NY Water Suppliers Graded During Water Week
Source: 
CCE and CERI

In observance of Water Week, Citizens Campaign for the Environment (CCE) and the Citizens Environmental Research Institute (CERI) issued their fourth annual "report card" evaluation of how water suppliers across New York State have complied with state and federal consumer reporting requirements on the status and condition of drinking water for the year 2002.
"After four years of evaluating these reports, we have observed a marked improvement, overall, by water suppliers with regard to providing consumers with required information about their drinking water. The next big change in reporting will be an increased use of the internet to provide additional information on drinking water by water utilities," stated Sarah Meyland, CCE and CERI executive director. "The importance of a well-educated water consumer cannot be understated when it comes to building and maintaining support for drinking water protection," Meyland added.
Under state and federal law, public water suppliers must provide customers with specific information on drinking water quality including detected contaminants, methods of treatment, sources of water, health advisories, conservation information and system operating statistics.
CCE and CERI graded 101 water suppliers across the state to evaluate their compliance with the New York Annual Water Supply Statement Law and the Federal Safe Drinking Water Act in 2002. Both laws were enacted to enhance consumers right-to-know about drinking water quality, monitoring, stewardship and system operation.
Water suppliers are required to deliver the Annual Water Supply Statements to customers by May 31st of each year, based on data from the preceding year (2001). The water quality reports for 2002 were graded based on 23 specific criteria for water supply systems with over 1,000 customers and 17 criteria for those with less than 1,000.

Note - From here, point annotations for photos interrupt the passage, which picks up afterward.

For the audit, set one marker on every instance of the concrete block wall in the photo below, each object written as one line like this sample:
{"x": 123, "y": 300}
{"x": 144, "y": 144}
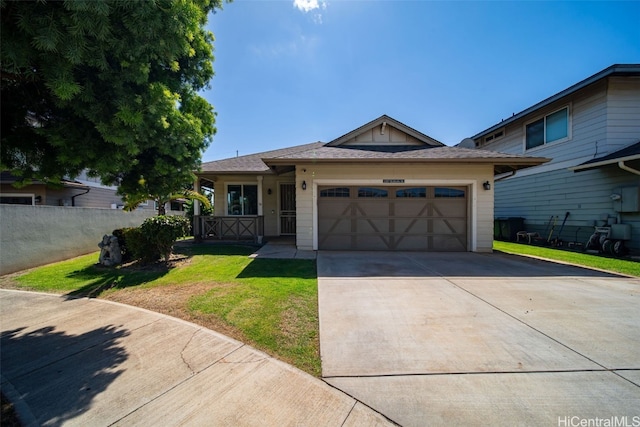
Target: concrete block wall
{"x": 31, "y": 236}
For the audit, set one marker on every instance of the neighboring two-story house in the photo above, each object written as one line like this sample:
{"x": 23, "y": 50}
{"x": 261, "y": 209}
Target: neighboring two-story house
{"x": 591, "y": 131}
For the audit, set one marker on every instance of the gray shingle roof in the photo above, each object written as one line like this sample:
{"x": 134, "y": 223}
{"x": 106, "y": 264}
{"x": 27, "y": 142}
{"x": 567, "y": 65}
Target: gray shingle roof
{"x": 261, "y": 163}
{"x": 253, "y": 163}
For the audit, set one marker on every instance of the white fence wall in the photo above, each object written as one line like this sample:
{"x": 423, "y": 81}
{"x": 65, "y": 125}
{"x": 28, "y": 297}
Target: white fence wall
{"x": 36, "y": 235}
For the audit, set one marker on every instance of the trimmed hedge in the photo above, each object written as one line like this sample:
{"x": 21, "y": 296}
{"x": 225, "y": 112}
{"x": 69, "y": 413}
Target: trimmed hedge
{"x": 153, "y": 240}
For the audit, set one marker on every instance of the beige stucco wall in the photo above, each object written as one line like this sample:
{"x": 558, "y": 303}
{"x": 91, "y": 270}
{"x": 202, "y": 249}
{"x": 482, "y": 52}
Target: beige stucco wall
{"x": 36, "y": 235}
{"x": 471, "y": 175}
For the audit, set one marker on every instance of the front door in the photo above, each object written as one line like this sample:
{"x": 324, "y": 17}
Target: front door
{"x": 287, "y": 209}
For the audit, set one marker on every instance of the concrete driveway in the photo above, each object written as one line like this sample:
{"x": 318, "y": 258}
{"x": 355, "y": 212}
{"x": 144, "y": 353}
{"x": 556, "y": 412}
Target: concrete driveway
{"x": 480, "y": 339}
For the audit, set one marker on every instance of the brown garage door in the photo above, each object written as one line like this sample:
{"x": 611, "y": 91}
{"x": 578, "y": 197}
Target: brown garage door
{"x": 392, "y": 218}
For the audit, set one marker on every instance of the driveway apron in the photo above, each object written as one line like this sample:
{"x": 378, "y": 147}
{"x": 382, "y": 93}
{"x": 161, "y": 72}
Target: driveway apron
{"x": 479, "y": 339}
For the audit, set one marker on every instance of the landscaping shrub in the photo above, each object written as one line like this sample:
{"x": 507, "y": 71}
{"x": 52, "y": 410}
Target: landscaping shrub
{"x": 161, "y": 232}
{"x": 139, "y": 246}
{"x": 121, "y": 234}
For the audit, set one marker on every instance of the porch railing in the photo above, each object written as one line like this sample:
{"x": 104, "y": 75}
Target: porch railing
{"x": 230, "y": 227}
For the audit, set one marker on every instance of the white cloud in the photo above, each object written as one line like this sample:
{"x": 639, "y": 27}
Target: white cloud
{"x": 309, "y": 5}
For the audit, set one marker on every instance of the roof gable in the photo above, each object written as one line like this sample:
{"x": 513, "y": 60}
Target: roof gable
{"x": 385, "y": 131}
{"x": 614, "y": 70}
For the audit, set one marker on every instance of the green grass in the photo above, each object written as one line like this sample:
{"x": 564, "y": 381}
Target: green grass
{"x": 273, "y": 303}
{"x": 623, "y": 266}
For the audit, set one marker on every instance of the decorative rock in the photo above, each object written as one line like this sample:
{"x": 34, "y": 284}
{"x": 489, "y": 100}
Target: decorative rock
{"x": 110, "y": 253}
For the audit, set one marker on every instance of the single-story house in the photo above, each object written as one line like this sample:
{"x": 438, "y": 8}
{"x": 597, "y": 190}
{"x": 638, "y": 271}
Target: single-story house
{"x": 382, "y": 186}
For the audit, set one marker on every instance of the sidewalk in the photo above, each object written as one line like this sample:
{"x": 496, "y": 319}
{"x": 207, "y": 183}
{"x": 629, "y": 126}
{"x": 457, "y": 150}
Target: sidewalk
{"x": 93, "y": 362}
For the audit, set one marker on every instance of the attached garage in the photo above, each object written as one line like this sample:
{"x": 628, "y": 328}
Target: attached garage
{"x": 400, "y": 218}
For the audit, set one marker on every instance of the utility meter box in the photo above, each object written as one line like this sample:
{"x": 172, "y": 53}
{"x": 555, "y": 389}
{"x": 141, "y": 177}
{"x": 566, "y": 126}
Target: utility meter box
{"x": 629, "y": 200}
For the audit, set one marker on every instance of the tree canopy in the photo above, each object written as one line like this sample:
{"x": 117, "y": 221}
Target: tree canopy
{"x": 110, "y": 86}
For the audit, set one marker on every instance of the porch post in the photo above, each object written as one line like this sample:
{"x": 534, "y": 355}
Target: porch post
{"x": 259, "y": 231}
{"x": 259, "y": 178}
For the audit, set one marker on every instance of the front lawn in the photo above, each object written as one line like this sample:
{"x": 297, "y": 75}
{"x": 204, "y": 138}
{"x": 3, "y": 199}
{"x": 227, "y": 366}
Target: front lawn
{"x": 268, "y": 303}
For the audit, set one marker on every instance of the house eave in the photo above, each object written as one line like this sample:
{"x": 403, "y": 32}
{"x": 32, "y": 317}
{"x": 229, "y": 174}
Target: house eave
{"x": 608, "y": 162}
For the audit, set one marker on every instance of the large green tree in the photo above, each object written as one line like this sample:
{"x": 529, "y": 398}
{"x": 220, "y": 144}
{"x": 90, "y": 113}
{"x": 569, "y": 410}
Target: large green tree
{"x": 110, "y": 86}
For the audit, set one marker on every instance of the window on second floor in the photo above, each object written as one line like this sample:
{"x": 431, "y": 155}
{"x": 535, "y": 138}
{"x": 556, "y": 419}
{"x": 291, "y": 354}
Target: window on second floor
{"x": 550, "y": 128}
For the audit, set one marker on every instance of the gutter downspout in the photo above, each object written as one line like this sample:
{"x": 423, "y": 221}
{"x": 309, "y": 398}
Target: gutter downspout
{"x": 622, "y": 166}
{"x": 73, "y": 198}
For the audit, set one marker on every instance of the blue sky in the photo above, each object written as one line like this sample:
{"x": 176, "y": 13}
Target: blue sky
{"x": 293, "y": 72}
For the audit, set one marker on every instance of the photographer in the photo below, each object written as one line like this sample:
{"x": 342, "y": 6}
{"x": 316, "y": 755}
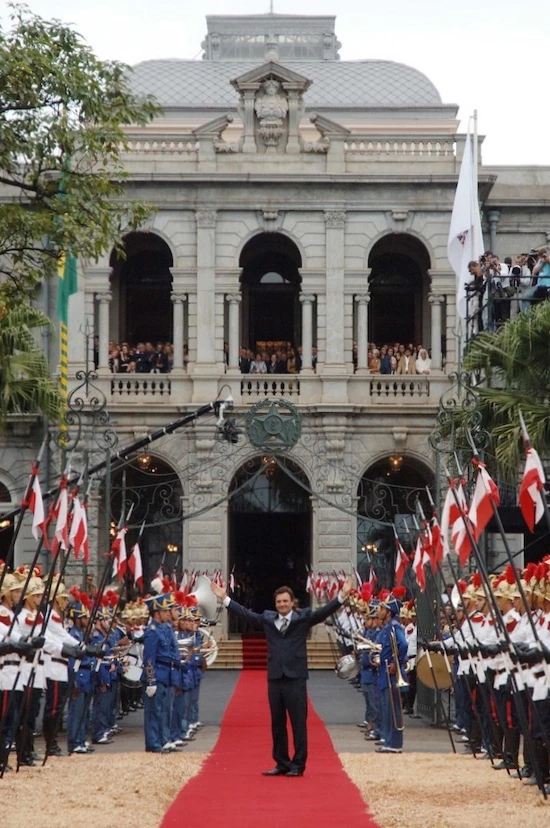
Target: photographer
{"x": 541, "y": 271}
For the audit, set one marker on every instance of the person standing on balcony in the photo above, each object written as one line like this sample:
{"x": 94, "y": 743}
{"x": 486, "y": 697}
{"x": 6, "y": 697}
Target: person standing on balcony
{"x": 406, "y": 363}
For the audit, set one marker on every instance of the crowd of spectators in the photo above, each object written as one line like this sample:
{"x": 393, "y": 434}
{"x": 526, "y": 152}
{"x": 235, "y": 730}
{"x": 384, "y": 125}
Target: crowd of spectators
{"x": 498, "y": 290}
{"x": 396, "y": 358}
{"x": 276, "y": 360}
{"x": 143, "y": 358}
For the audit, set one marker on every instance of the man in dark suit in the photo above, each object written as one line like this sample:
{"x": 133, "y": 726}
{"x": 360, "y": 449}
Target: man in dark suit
{"x": 286, "y": 631}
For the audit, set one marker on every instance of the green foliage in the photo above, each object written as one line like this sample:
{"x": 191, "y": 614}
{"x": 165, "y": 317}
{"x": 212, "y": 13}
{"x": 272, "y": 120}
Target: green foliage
{"x": 25, "y": 382}
{"x": 515, "y": 361}
{"x": 62, "y": 118}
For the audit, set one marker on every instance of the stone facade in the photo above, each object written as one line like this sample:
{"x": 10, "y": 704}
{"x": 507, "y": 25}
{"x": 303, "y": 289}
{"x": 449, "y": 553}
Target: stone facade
{"x": 335, "y": 184}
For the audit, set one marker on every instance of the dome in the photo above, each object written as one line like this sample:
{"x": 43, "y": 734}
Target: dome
{"x": 362, "y": 84}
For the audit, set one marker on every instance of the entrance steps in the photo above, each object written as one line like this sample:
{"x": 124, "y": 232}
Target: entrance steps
{"x": 230, "y": 655}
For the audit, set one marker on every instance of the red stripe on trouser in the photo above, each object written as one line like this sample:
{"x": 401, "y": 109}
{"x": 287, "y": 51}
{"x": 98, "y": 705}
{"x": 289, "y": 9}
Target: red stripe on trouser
{"x": 509, "y": 715}
{"x": 55, "y": 698}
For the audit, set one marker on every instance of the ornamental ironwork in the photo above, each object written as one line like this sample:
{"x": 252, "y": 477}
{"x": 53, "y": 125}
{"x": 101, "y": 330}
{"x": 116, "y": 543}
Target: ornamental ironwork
{"x": 273, "y": 425}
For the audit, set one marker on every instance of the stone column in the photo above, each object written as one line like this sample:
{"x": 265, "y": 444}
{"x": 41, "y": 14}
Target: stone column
{"x": 362, "y": 301}
{"x": 493, "y": 218}
{"x": 104, "y": 302}
{"x": 206, "y": 258}
{"x": 335, "y": 223}
{"x": 234, "y": 300}
{"x": 178, "y": 301}
{"x": 436, "y": 301}
{"x": 307, "y": 300}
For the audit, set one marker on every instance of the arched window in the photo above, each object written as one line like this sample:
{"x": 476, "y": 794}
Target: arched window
{"x": 399, "y": 286}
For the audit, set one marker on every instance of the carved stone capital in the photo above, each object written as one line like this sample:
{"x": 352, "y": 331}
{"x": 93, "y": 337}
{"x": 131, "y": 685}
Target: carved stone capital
{"x": 206, "y": 218}
{"x": 335, "y": 219}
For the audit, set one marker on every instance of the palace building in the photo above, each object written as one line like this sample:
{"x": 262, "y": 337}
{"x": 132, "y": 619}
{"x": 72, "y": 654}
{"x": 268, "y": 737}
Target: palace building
{"x": 302, "y": 204}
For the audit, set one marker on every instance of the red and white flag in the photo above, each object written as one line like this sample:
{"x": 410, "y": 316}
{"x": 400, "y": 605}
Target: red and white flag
{"x": 120, "y": 558}
{"x": 36, "y": 505}
{"x": 530, "y": 491}
{"x": 78, "y": 536}
{"x": 485, "y": 494}
{"x": 61, "y": 534}
{"x": 135, "y": 566}
{"x": 401, "y": 563}
{"x": 421, "y": 558}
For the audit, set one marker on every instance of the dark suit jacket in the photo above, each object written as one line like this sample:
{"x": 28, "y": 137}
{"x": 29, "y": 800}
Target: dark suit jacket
{"x": 286, "y": 654}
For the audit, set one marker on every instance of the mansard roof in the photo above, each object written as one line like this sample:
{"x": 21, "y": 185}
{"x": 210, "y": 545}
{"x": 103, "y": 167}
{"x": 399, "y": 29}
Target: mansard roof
{"x": 362, "y": 84}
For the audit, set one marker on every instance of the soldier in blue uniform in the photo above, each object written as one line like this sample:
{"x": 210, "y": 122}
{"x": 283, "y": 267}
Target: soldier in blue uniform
{"x": 161, "y": 674}
{"x": 80, "y": 684}
{"x": 391, "y": 715}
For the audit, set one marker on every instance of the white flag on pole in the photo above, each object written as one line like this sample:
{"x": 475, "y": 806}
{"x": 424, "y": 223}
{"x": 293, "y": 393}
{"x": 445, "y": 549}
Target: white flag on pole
{"x": 465, "y": 238}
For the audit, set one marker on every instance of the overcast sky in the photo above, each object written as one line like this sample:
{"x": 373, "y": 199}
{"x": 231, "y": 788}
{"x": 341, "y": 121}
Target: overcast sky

The water supplier with the most outstanding publication continues to be the report from New York City’s Department of Environmental Protection. "Since their first report, New York City has set the standard for excellence. They provide a report that is full of useful and educational information, with easily understood charts and pictures, that goes well beyond just meeting the minimum information required by the law," said Meyland.
Other water suppliers receiving outstanding recognition included: The Village of Lowville, the Village of Hudson Falls, the Village of Hoosick Falls, the Village of Cobleskill, and Lake Place Village.
The evaluation, entitled Annual Water Quality Reports: A Report Card for the 2002 New York State Annual Water Supply Statements, is available from CCE and CERI upon request. It is also available on the Internet at www.citizenscampaign.org under "Drinking Water Report Card".
CCE is an 80,000 member, not-for-profit advocacy organization working for the protection of public health and the natural environment in New York and Connecticut.
CERI is an educational research and education organization with a mission to advance prudent environmental practices and policies utilizing sound science.